Received Aug 23, 2020 Revised Feb 24, 2021 Accepted Feb 26, 2021

## **Keywords:**

Vedic Based Squarer (VBS) Vedic multiplier (VM) IBK-CSLA Pipelining FPGA Squaring operation represents a vital operation in various applications involving image processing, rectangular to polar coordinate conversion, and many other applications. For its importance, a novel design for a 6-bit squarer basing on the Vedic multiplier (VM) is offered in this work. The squarer design utilizes dedicated 3-bit squarer modules, a (3\*3) VM, and an improved Brent-Kung Carry-Select Adder (IBK-CSLA) with the amended design of XOR gate to perform fast partial-products addition. The 6-bit squarer circuit can readily be expanded for larger sizes such as 12-bit and 24-bit numbers which are useful for squaring the mantissa part of 32-bit floating-point numbers. The paper also offers three architectures for 24- bit squarer using pipelining concept used in various stages. All these squaring circuits are designed in VHDL and implemented by Xilinx ISE13.2 and FPGA. The synthesis results reveal that the offered 6-bit, 12- bit, and 24- bit squarer circuits introduce eminent outcomes in terms of delay and area when utilizing IBK-CSLA with amended XOR gate. Also, it is found that the three architectures of 24- bit squarer present dissimilar delay and area, and the architecture design based on 3-bit squarer modules with (3\*3) VM introduces the lowest area and delay.

> Copyright © 2021 Institute of Advanced Engineering and Science. All rights reserved.
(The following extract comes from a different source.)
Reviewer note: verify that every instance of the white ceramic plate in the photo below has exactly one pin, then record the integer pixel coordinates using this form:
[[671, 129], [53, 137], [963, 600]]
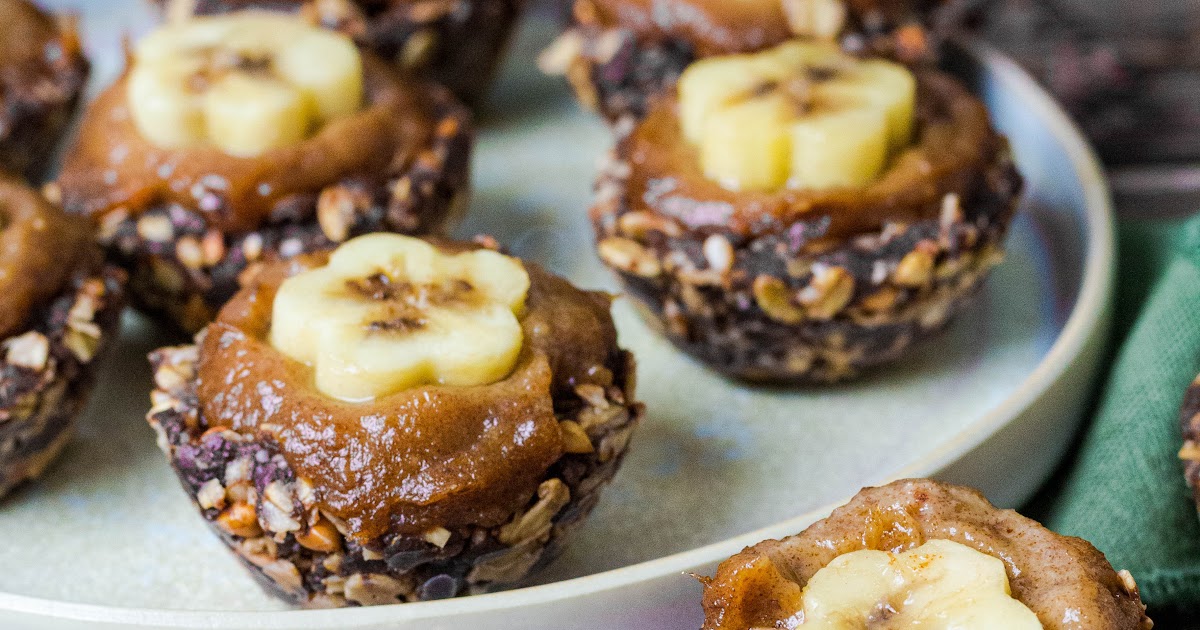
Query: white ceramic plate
[[108, 539]]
#### **Corresponding Author:**

Fatemah K. Al-Assfor, Department of Computer Engineering, The University of Basrah, Qarmat Ali District, Basrah City, Iraq. Email: fatimah.k.alassfor@gmail.com

## 1. INTRODUCTION

The squaring operation represents one of the most arithmetic operations in high-speed applications involved cryptography, animation, image compression, fast-Fourier transform (FTT), pattern recognition, adaptive filtering, and others [1-3]. Although squaring function is executed by utilizing multipliers such as Booth, Wallace tree, Dadda, or Vedic multiplier, commonly, performing squaring function by multiplication needs recurring addition operations that incur consuming the computing-time and unnecessarily increasing the area of overall design [4-6]. Thus, utilizing dedicated squarer circuits can help improve the speed of various applications and enhance the general area of the structure [7].

Carrying-out of squaring operation is based on using the property that there is only one operand to be multiplied by itself [8]. The required partial products can be minimized by excluding redundant bits, thus resulting in less area and higher speed [9, 10].
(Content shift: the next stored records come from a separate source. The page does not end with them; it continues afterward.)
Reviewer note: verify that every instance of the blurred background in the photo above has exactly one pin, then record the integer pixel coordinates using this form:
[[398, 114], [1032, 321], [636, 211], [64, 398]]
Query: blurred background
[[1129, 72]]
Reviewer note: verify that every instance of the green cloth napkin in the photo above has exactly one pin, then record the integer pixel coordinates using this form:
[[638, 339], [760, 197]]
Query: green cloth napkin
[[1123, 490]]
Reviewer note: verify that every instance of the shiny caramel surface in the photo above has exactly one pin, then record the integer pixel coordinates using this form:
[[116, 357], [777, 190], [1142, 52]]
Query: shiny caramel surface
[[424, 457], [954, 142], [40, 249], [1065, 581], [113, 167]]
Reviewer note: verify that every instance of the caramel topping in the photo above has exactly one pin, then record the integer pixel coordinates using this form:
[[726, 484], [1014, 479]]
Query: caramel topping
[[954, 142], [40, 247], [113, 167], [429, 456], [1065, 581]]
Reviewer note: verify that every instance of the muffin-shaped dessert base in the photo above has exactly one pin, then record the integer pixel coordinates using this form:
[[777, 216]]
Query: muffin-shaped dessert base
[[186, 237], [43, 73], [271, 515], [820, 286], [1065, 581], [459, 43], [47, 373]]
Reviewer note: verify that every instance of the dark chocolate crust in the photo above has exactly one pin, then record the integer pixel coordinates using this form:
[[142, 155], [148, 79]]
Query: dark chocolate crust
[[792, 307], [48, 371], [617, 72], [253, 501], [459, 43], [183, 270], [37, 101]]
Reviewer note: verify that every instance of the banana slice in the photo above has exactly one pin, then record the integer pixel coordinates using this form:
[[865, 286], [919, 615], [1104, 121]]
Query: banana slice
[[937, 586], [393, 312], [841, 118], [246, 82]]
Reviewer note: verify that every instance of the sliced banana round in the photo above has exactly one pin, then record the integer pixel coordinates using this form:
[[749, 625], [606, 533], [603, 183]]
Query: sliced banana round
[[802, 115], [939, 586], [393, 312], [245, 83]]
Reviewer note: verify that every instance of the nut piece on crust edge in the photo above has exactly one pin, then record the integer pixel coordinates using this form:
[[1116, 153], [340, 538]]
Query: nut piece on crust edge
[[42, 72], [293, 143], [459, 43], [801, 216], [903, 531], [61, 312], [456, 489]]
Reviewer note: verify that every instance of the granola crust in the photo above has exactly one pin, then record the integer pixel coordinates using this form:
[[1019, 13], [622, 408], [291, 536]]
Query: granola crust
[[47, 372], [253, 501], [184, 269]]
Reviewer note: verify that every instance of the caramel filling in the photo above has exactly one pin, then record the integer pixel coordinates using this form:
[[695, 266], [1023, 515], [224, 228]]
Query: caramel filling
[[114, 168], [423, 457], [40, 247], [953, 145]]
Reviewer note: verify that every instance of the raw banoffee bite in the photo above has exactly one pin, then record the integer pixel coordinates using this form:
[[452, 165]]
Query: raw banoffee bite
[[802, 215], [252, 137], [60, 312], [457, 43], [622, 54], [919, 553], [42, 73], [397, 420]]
Many designs and techniques were planned to implement binary squarer. P. S. Kasliwal et al. [11] had proposed a vertical and cross-wise algorithm for squaring n- bit data. The delay of the design had been reduced as the generation of partial products and the addition of the partial derivatives are computed simultaneously. Nevertheless, the design area increased due to four Vedic multipliers (VMs) for squaring an n-bit binary operand. In [12, 13], authors have offered high-speed binary squaring circuits employing Urdhva Tiryagbhyam' Sutra (UTS) techniques. Although the courses' delay has been reduced, thereof the implementation utilized two squarer circuits, which led to an increase the device usage. The squarer circuit

planned in [14] is based on the Peasant Multiplication technique, namely, mediation and duplication, to divide one number by two and multiply the other by 2, but this design conquered more area.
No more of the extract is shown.